Je déteste aller voir un film lorsqu’il est tiré d’un livre que j’ai lu et aimé. Cela m’est arrivé une seule fois, il y a bien longtemps ; il s’agissait du film Les cavaliers inspiré du roman de Joseph Kessel. C’était un livre que j’avais adoré ; j’avais dû le lire une bonne dizaine de fois ; chaque fois avec un plaisir renouvelé, une curiosité aiguisée, un pouvoir d’évocation intact. J’ignorais tout de l’Afghanistan, je ne savais rien du jeu cruel du Bouskachi et je savais à peine monter à cheval. Et pourtant, j’avais senti dans ma bouche le goût puissant du palao, ce riz mêlé de graisse d’agneau, j’avais brûlé mes lèvres au thé « lourd en sucre », j’avais respiré l’air raréfié des hauts plateaux ; j’avais vu de mes yeux ces sentiers terrifiants découpés à flancs de falaise sur lesquels les mules elles-mêmes refusaient de s’engager ; j’avais ressenti au plus profond de moi un immense désarroi face à ce père trop grand, trop exigeant pour lui-même et pour les autres. J’avais à chaque lecture mobilisé tout ce que j’avais en moi pour donner vie nouvelle aux mots de Joseph Kessel. Alors, lorsque furent projetées sur cet écran immense les images d’un autre, j’en conçus une extrême déception. Non pas que le film fût mauvais ; en fait, il était assez fidèle au roman. Mais je me sentis dépossédé de mon pouvoir de création, privé de mon droit d’imaginer, condamné à passer sous le joug de la vision d’un autre que m’imposaient des images irréfutables.

Les images, bien plus que les mots, entravent notre imagination. Les mots imposent certes des règles à notre imagination ; ils guident ses comportements, endiguent ses débordements, mais ils l’invitent à couler vive et fraîche ; chaque fois plus vive et chaque fois plus fraîche. Les images, elles, ne lui concèdent qu’une marge étroite. Elles suscitent, bien sûr, sensations et sentiments ; elles font monter aux yeux des larmes, provoquent notre indignation, nous font frissonner d’effroi ou éclater de rire. Mais, trop directement liées aux réalités perceptibles, les images ne sauront jamais, comme les mots, faire vibrer une imagination qui puise son expression dans l’intimité profonde de chacun de nous.

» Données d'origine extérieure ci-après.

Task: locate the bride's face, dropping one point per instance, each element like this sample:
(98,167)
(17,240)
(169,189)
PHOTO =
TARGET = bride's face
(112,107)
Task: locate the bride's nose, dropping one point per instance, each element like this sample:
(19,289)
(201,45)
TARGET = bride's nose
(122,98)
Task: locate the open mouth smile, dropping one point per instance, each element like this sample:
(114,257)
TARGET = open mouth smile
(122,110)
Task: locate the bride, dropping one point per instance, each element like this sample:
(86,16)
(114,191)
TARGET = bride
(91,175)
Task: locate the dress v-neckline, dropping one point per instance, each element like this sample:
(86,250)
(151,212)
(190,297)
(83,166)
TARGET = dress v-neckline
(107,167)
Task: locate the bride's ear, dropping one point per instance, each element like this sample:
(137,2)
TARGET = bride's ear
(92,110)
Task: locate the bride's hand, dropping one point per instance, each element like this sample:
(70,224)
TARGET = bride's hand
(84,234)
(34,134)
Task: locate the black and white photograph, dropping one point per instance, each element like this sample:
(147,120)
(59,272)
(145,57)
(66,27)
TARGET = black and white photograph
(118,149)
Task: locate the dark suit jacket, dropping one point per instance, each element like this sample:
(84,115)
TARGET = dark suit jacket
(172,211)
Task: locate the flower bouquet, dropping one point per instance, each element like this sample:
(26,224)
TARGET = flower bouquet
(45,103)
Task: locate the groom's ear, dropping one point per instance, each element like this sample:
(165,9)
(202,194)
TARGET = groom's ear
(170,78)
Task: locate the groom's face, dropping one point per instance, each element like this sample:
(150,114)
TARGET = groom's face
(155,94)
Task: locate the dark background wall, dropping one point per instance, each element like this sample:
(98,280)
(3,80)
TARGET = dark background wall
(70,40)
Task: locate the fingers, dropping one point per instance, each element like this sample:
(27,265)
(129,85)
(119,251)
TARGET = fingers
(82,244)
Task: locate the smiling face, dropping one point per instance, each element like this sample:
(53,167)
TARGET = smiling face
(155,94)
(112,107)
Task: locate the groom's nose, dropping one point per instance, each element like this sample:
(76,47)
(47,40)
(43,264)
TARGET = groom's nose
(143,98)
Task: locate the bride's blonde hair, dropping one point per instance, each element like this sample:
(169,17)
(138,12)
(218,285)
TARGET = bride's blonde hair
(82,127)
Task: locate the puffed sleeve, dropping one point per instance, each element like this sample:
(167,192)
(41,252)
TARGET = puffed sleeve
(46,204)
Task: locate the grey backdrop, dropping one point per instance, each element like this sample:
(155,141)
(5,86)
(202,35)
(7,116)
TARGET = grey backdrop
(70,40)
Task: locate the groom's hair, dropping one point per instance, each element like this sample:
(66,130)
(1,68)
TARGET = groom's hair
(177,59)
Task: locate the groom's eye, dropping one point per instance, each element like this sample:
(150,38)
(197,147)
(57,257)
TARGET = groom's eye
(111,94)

Loin de moi l’idée de dénier à l’image toute capacité de signification pour la réduire à n’être qu’une copie plus ou moins fidèle de la réalité ; une image a bien sûr le pouvoir de dire autre chose que ce qu’elle montre. Le rameau d’olivier dessiné ou peint, s’il renvoie bien à un élément végétal que nos yeux peuvent voir dans la nature, n’en signifie pas moins dans nos cultures « paix » et « conciliation ». Une publicité qui place une eau de toilette au milieu du désert veut signifier, par là, la quête éperdue d’une fraîcheur longtemps espérée. Au-delà de ce qu’elles représentent du monde, les images peuvent ainsi être investies d’une signification particulière. Pour autant, cela n’en fait en aucun cas un langage. Parler du « langage de l’image » est au mieux une métaphore, au pire révèle une méconnaissance totale de ce qu’est le langage de l’homme. Il est d’ailleurs utile de rappeler que chaque fois qu’un publicitaire veut préciser la signification d’une image, il appelle la langue à la rescousse afin d’assurer une juste transmission de l’information. La langue donne ainsi à l’image figurative un peu plus de sécurité lorsque cette dernière tente de dépasser son rapport direct et immédiat au réel.

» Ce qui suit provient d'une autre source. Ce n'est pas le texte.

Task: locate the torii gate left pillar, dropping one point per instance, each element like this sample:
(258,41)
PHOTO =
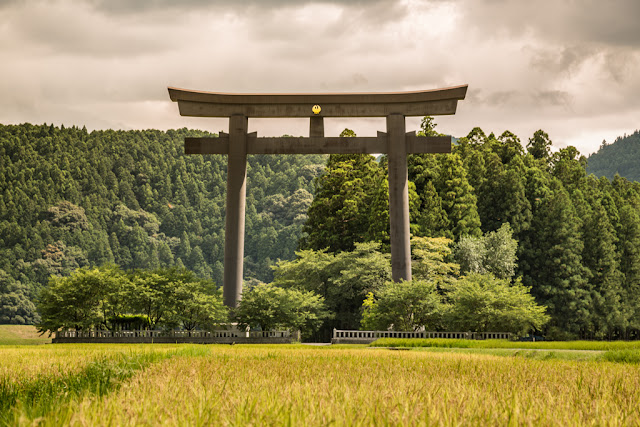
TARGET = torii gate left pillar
(396,143)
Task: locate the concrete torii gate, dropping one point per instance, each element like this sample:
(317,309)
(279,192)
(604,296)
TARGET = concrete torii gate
(396,143)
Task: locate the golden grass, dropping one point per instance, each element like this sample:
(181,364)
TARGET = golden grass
(24,363)
(295,385)
(21,335)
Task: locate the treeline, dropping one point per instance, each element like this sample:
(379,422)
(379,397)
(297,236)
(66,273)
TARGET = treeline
(108,298)
(71,198)
(621,157)
(578,235)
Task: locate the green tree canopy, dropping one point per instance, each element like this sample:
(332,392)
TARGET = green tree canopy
(484,303)
(269,307)
(403,306)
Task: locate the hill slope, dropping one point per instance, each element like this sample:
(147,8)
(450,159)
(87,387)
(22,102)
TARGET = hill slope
(70,198)
(622,157)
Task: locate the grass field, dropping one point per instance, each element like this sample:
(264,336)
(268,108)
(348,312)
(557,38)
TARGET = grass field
(302,385)
(539,345)
(21,335)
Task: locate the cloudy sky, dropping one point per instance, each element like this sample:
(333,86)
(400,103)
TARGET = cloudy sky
(569,67)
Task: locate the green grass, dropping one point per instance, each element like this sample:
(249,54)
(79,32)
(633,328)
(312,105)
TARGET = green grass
(21,335)
(541,345)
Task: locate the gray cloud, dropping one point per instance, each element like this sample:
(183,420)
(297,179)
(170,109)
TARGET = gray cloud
(567,67)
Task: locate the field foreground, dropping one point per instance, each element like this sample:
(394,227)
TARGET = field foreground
(301,385)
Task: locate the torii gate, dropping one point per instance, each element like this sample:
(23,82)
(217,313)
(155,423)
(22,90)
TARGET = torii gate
(396,143)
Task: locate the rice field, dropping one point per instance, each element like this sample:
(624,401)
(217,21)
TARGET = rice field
(303,385)
(539,345)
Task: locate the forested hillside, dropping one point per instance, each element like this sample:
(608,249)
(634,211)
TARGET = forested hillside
(621,157)
(578,236)
(70,198)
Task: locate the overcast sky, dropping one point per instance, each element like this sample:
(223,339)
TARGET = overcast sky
(569,67)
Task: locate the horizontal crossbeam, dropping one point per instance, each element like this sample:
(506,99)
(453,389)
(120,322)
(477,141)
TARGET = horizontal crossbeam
(318,145)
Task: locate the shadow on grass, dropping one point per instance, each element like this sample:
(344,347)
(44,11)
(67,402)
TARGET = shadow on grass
(37,397)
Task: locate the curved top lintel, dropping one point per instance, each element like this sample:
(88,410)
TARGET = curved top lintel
(415,103)
(455,92)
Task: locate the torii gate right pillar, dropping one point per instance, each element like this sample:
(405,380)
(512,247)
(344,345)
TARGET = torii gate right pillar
(398,198)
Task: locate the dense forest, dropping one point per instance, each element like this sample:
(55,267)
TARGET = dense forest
(578,235)
(69,198)
(621,157)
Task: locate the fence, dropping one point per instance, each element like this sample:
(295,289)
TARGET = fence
(176,336)
(366,337)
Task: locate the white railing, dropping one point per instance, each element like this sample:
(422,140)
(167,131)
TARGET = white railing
(373,335)
(172,334)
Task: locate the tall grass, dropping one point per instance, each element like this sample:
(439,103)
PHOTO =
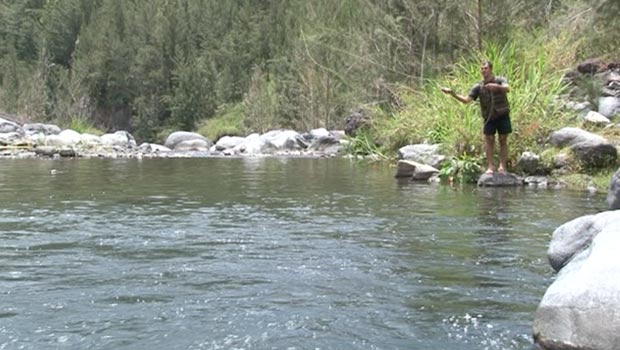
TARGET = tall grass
(534,69)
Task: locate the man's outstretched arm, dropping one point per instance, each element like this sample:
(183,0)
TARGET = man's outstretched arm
(465,99)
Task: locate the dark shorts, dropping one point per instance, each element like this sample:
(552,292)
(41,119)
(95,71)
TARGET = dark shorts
(500,125)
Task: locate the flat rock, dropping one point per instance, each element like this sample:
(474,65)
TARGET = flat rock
(499,180)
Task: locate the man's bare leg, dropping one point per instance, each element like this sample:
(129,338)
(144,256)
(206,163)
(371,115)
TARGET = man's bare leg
(490,149)
(503,152)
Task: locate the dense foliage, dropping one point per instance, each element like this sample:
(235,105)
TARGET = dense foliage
(238,66)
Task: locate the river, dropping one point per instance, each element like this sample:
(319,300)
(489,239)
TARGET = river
(268,253)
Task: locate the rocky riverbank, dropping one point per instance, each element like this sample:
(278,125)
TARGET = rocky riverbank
(579,309)
(47,140)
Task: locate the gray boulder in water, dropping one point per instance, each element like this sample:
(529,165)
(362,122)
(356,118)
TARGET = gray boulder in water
(580,308)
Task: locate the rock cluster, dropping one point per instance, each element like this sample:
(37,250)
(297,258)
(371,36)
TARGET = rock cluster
(579,310)
(46,140)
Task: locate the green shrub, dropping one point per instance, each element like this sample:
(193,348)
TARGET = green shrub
(229,121)
(82,125)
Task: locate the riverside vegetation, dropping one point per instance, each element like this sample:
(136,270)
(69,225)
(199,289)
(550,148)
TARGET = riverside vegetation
(235,68)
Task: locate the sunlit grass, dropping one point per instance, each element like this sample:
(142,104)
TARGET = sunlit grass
(530,65)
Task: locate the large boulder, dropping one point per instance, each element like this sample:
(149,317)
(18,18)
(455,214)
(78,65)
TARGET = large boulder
(282,140)
(613,196)
(181,136)
(228,142)
(121,139)
(414,170)
(498,179)
(10,138)
(423,153)
(609,106)
(575,236)
(592,150)
(579,311)
(252,145)
(39,128)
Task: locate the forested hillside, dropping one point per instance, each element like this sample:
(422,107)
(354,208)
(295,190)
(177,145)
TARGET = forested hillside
(152,65)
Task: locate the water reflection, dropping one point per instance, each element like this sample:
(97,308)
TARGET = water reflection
(267,253)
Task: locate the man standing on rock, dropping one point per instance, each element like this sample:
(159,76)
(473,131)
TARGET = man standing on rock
(492,91)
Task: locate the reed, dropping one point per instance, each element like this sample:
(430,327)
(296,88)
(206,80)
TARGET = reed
(534,69)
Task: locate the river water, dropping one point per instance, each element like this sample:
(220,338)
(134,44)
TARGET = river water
(268,253)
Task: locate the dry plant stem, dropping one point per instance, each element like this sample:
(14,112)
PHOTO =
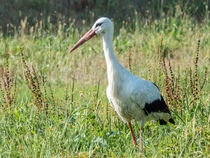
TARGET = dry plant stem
(195,92)
(33,83)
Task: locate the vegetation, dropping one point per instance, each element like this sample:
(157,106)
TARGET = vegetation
(53,103)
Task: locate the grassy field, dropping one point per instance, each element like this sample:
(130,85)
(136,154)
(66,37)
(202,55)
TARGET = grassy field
(53,103)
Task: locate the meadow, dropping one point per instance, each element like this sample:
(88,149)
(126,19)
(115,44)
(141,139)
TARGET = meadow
(53,103)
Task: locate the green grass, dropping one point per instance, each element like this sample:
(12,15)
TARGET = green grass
(79,120)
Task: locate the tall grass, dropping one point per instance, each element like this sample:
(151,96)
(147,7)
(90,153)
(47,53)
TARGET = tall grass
(60,107)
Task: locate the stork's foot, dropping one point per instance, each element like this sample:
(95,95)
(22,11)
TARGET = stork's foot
(132,133)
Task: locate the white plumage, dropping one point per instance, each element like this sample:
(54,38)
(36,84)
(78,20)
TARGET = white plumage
(130,96)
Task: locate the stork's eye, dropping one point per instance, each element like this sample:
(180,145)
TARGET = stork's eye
(99,24)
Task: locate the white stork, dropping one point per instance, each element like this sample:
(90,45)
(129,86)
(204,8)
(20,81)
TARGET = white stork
(130,96)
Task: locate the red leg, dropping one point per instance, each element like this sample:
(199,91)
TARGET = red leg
(141,137)
(132,133)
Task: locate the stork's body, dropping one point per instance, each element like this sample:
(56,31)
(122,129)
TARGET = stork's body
(130,96)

Le langage est ainsi le complément naturel de l’image à laquelle il prête son cadre conceptuel. Pourvoyeur de signification, il n’est ni l’ennemi ni le clone de l’image ; il en est le révélateur parfois pertinent, souvent complaisant mais toujours nécessaire. En cela, l’un et l’autre, avec des ambitions inégales, contribuent à la construction collective du sens : l’image grâce au langage sollicite et mobilise nos intelligences singulières et les invitent à l’échange.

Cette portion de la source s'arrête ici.